A fair fight is one thing, but sometimes it feels better than anything to kick them where they’re soft. The grin slips off Riff’s face, and what’s left behind is dead and dark and cold. Good. “Say that shit to me ever again and I’ll find a time for you to say it to me in the dark, alone.”

“Promise?” asks Bernardo. “I’ll be waiting.”

The Mulligan is laughing at the bar. Hands splayed broad on his knees, looking down the satin expanse of Anita like it belongs to him. Before Bernardo can move—and he’s ready on his feet—Riff’s hand is on his sleeve. His fingers are wet from a gin glass he was holding but not drinking. He leaves prints.

“You try anything, I have license to put you down,” he says.

“Now that’s got to be a promise,” says Bernardo. “Words too big for your mouth otherwise.”

The fingers peel from his sleeve, and he leaves, before he can do what Anita’s afraid of—what that looks like, he doesn’t know. Only that he knows what it feels like when the mouth of the world opens up underfoot. He recognizes the feeling of darkness ready to swallow him up.

 

 

 

Five minutes solo, he figures, take a breath outside—no—a closed door, better that way, the room. Inside, Bernardo shuts his eyes and clenches, unclenches, his hands until the fists are gone from them, though the spring-coil of the fight in his body is still wound to snap. The curtains are shut, the air heavy and still, and even the dust seems gilded in the shadows.

A knock. Of course, Anita must have seen him go. Bernardo opens the door.

“Left the game half through, buddy boy,” says Riff.

And the spring tightens. “You here to make good on those promises?”

Riff doesn’t wait to be invited in. “Sure,” he says, slouching in through the doorway, looking around. Eyes on the rumpled sheets, scraps of Anita’s lace.

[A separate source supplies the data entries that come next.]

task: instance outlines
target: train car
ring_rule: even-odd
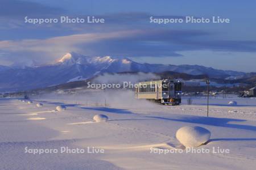
[[[181,103],[181,82],[167,79],[139,82],[135,86],[135,97],[155,100],[163,104]]]

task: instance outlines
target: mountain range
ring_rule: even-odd
[[[234,80],[255,73],[222,70],[199,65],[140,63],[126,58],[87,57],[73,52],[48,65],[24,67],[0,66],[0,91],[17,91],[90,79],[105,73],[144,72],[185,73]]]

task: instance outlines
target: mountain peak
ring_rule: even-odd
[[[65,54],[63,57],[61,57],[60,60],[58,60],[58,62],[64,62],[65,61],[67,61],[68,60],[71,60],[72,57],[72,55],[71,53],[68,53]]]

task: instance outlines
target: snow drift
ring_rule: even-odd
[[[36,104],[36,107],[38,107],[38,108],[40,108],[40,107],[43,107],[43,104],[42,104],[42,103],[37,103]]]
[[[229,104],[230,105],[237,105],[237,102],[236,101],[230,101],[229,102]]]
[[[196,147],[207,142],[210,137],[210,132],[200,126],[184,126],[178,129],[176,133],[177,139],[184,146]]]
[[[33,101],[28,101],[27,102],[27,104],[32,104],[32,103],[33,103]]]
[[[106,122],[109,120],[109,117],[105,114],[96,114],[93,117],[93,120],[96,122]]]
[[[58,112],[61,112],[63,110],[65,110],[66,109],[67,109],[66,107],[64,105],[58,105],[57,107],[56,107],[56,109]]]

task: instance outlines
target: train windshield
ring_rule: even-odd
[[[175,91],[181,91],[181,83],[175,83]]]
[[[162,83],[162,91],[168,91],[168,83],[164,82]]]

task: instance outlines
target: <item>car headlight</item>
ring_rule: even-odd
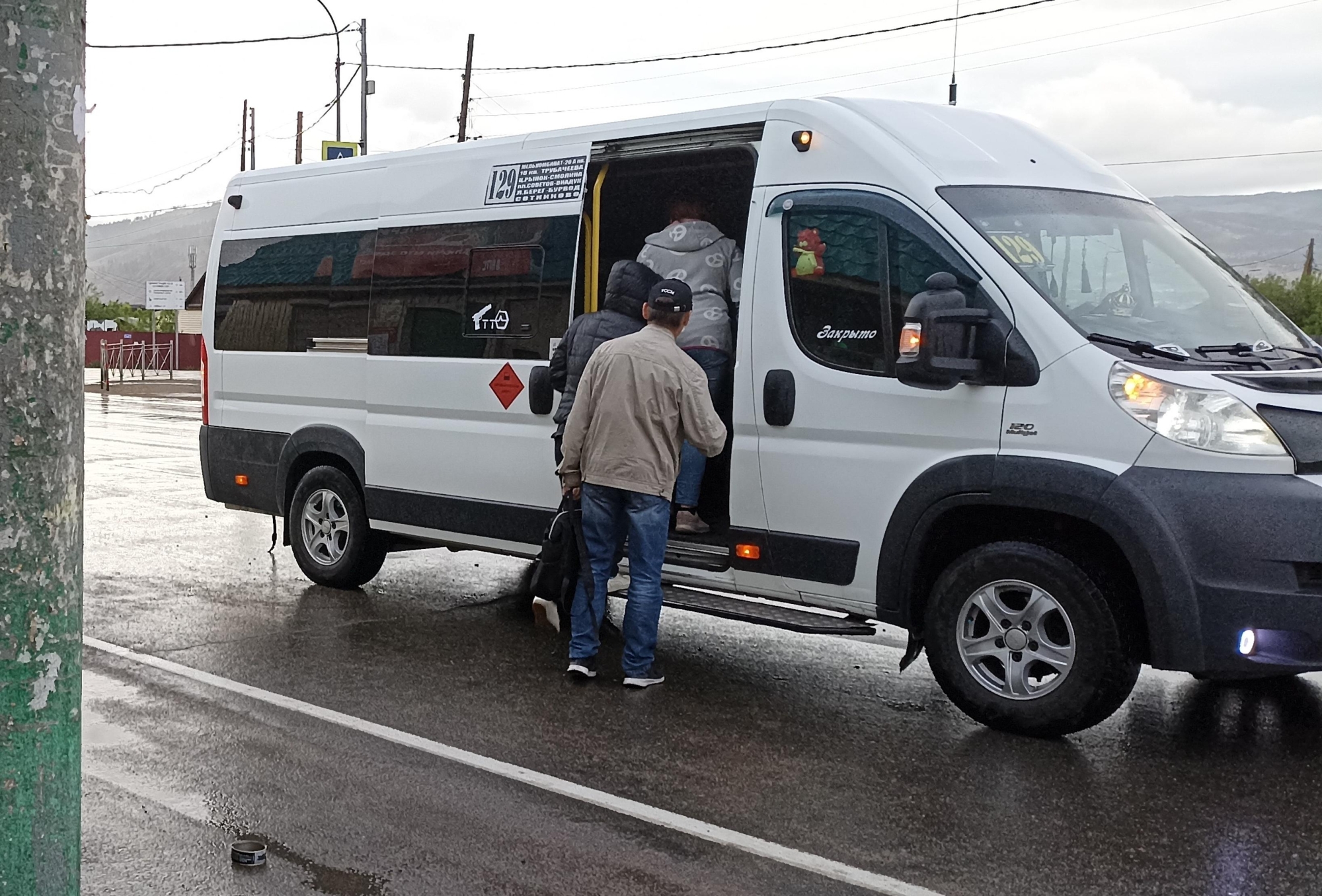
[[[1229,392],[1153,379],[1125,363],[1110,369],[1110,396],[1157,435],[1227,455],[1285,455],[1253,408]]]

He picks up a piece of blank notepaper on the writing-desk, puts it back down. Doesn’t pretend to read the nothing written on it. He’s smirking, like the trespass is the point.

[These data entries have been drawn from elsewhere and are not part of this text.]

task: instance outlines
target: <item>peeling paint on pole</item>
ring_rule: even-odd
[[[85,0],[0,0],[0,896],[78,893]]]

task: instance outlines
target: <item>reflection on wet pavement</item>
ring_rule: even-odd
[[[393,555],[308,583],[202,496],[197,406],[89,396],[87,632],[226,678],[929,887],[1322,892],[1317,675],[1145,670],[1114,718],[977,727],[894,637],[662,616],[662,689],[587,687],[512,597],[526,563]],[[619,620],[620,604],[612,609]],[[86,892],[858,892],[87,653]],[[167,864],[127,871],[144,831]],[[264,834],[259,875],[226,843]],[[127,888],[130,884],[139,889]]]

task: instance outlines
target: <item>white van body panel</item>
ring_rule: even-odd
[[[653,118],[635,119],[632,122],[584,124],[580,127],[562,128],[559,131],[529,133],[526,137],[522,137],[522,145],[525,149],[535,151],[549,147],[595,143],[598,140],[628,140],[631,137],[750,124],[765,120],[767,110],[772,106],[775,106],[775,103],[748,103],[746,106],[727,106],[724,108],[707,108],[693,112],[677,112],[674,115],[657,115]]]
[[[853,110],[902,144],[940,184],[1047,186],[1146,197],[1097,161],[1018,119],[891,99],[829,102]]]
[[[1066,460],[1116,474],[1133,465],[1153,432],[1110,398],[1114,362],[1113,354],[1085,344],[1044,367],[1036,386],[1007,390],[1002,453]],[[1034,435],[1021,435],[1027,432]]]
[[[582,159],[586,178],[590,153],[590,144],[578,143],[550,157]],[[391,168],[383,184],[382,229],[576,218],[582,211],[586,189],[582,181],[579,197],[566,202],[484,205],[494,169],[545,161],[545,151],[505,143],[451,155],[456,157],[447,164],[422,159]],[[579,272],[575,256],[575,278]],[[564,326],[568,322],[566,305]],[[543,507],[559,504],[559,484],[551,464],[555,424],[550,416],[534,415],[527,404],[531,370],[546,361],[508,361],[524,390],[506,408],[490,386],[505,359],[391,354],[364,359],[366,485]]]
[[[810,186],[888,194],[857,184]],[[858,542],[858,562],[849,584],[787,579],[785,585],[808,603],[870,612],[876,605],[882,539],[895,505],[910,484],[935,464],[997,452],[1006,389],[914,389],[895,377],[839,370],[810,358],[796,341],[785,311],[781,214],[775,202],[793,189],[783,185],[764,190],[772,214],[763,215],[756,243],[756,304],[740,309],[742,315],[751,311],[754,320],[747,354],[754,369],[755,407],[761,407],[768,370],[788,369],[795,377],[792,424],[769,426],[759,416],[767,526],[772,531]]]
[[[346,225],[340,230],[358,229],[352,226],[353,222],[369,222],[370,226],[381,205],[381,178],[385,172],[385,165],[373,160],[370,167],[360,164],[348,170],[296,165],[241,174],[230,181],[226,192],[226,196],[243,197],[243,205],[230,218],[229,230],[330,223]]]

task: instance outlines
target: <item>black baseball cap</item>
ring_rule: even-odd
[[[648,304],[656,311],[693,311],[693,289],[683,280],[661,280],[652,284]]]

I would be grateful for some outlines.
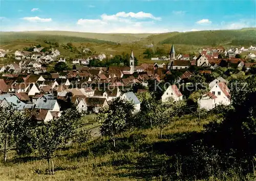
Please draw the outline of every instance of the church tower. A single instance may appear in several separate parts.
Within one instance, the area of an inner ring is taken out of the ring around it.
[[[133,74],[134,72],[134,56],[133,56],[133,50],[132,50],[130,56],[130,73]]]
[[[175,60],[176,59],[176,56],[175,56],[175,50],[174,50],[174,45],[173,44],[172,45],[172,48],[170,48],[170,51],[169,54],[169,58],[170,59],[170,60]]]

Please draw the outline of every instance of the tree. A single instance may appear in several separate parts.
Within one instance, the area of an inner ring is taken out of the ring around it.
[[[162,103],[157,106],[154,116],[154,122],[155,126],[160,130],[161,139],[163,130],[174,120],[174,117],[178,115],[179,111],[181,111],[183,106],[183,101],[169,101],[167,103]]]
[[[116,146],[116,135],[124,130],[129,125],[132,112],[133,104],[118,97],[112,100],[108,107],[104,108],[97,117],[101,124],[100,132],[103,135],[109,136]]]
[[[0,108],[0,133],[1,143],[4,146],[4,162],[7,160],[7,152],[11,144],[14,130],[15,109],[11,106]]]
[[[146,55],[146,57],[151,59],[154,56],[154,51],[152,48],[146,48],[143,52],[144,55]]]
[[[67,43],[67,46],[68,46],[68,47],[69,48],[73,48],[73,44],[71,42],[69,42],[69,43]]]
[[[236,54],[234,58],[237,59],[242,59],[242,56],[240,54]]]
[[[159,47],[157,47],[156,49],[156,55],[158,55],[160,56],[162,56],[163,55],[166,55],[166,52],[165,50],[164,50],[164,49],[163,48],[160,48]]]
[[[58,131],[60,132],[64,143],[64,148],[67,144],[76,134],[77,129],[80,127],[81,114],[75,109],[68,109],[62,112],[61,116],[53,121]]]
[[[54,121],[45,123],[35,130],[35,144],[39,155],[48,162],[50,174],[54,174],[53,158],[55,151],[61,146],[62,140],[61,133],[56,127]]]
[[[13,137],[16,150],[18,154],[31,153],[33,151],[32,130],[31,113],[16,111],[13,115],[14,121]]]
[[[65,62],[58,62],[54,66],[54,70],[57,72],[61,72],[67,69],[68,66]]]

“Stop wasting time,” Bernardo snaps. “You think you can hit me when nobody’s looking? Try. I’m ready. I’ve been ready.”

“Easy, muchacho,” says Riff, laughing. He spreads his arms. “I see you. You’ve got it made since the last time I seen you. Never figured I’d cross paths with you in this kind of gig. Clearly you took to it, or it took to you. They told me the Bianchis had a street dog, but I never figured it’d be your teeth snapping at the end of the chain.”

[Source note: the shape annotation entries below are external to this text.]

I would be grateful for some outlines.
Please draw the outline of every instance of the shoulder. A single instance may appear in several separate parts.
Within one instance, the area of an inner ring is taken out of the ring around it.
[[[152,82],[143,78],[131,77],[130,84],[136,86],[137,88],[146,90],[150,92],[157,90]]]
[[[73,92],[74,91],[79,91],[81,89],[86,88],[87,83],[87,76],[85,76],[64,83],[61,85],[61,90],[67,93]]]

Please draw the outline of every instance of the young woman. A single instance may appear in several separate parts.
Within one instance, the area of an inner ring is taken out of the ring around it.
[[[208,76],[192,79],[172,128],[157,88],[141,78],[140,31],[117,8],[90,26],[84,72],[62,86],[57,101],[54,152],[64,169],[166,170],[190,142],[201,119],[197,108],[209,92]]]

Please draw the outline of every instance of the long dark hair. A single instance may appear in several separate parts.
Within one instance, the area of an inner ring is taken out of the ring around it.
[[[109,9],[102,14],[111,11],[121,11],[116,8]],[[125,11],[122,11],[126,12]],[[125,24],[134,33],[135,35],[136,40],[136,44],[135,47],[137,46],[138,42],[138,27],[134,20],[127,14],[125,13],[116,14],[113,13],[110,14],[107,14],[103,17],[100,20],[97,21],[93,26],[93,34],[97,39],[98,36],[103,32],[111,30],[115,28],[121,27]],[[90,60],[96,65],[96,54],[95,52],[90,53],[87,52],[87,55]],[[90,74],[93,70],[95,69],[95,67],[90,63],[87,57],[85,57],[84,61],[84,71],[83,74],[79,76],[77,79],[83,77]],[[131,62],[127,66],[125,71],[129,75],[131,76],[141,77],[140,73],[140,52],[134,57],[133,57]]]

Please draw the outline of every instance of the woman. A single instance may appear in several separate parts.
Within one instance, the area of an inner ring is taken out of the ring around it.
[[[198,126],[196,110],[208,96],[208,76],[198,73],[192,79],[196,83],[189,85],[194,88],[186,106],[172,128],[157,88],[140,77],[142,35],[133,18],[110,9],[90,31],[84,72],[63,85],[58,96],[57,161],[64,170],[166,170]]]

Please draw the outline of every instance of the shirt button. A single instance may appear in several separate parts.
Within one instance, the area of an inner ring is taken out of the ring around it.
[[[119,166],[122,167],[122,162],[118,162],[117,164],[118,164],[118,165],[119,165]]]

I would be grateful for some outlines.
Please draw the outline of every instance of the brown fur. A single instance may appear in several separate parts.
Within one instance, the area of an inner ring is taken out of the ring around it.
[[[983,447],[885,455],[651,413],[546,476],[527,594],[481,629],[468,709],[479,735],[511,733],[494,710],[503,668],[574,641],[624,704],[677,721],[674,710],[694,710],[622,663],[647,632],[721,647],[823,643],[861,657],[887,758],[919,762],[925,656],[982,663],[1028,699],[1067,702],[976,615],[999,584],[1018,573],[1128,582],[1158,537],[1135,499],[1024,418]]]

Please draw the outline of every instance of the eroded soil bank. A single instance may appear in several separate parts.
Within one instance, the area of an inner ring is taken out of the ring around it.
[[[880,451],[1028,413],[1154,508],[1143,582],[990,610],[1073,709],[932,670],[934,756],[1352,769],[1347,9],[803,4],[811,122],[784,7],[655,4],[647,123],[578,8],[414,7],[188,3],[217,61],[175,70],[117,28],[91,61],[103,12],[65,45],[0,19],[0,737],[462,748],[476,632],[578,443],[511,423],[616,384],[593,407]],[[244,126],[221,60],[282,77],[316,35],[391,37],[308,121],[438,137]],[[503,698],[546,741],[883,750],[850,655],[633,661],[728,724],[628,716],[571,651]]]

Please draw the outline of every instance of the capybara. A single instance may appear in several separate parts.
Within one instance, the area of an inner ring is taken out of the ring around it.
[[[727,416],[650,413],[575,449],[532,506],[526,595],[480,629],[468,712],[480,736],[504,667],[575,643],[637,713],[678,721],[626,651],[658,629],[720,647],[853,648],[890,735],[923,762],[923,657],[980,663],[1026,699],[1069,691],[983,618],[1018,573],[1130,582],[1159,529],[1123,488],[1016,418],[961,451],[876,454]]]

For a moment, Bernardo doesn’t recognize himself. It is one thing to be talked about in the rooms he’s left; another to be talked about in rooms he’s never been in, rooms of people that hated him before they knew him. “And you?” he asks. “What are you good for? They don’t say shit about the Lorton lightweight. They don’t seem to need you for much of anything.”

“Sure they do. They need someone who’s not afraid to get down in the mud.”

And Riff kneels. Knees to the grainy red carpet, worn thin by too many feet, hands moving broad and easy and no-threat slow. That wide, easy grin with nothing behind it never leaves him as he reaches out, as his hand makes its way to Bernardo’s zipper.

The back of Bernardo’s hand lands crooked against his face. He feels Riff’s teeth knock into his lip, hard on the back of his knuckles. “What the fuck is this?” he asks. “Blackmail, now?”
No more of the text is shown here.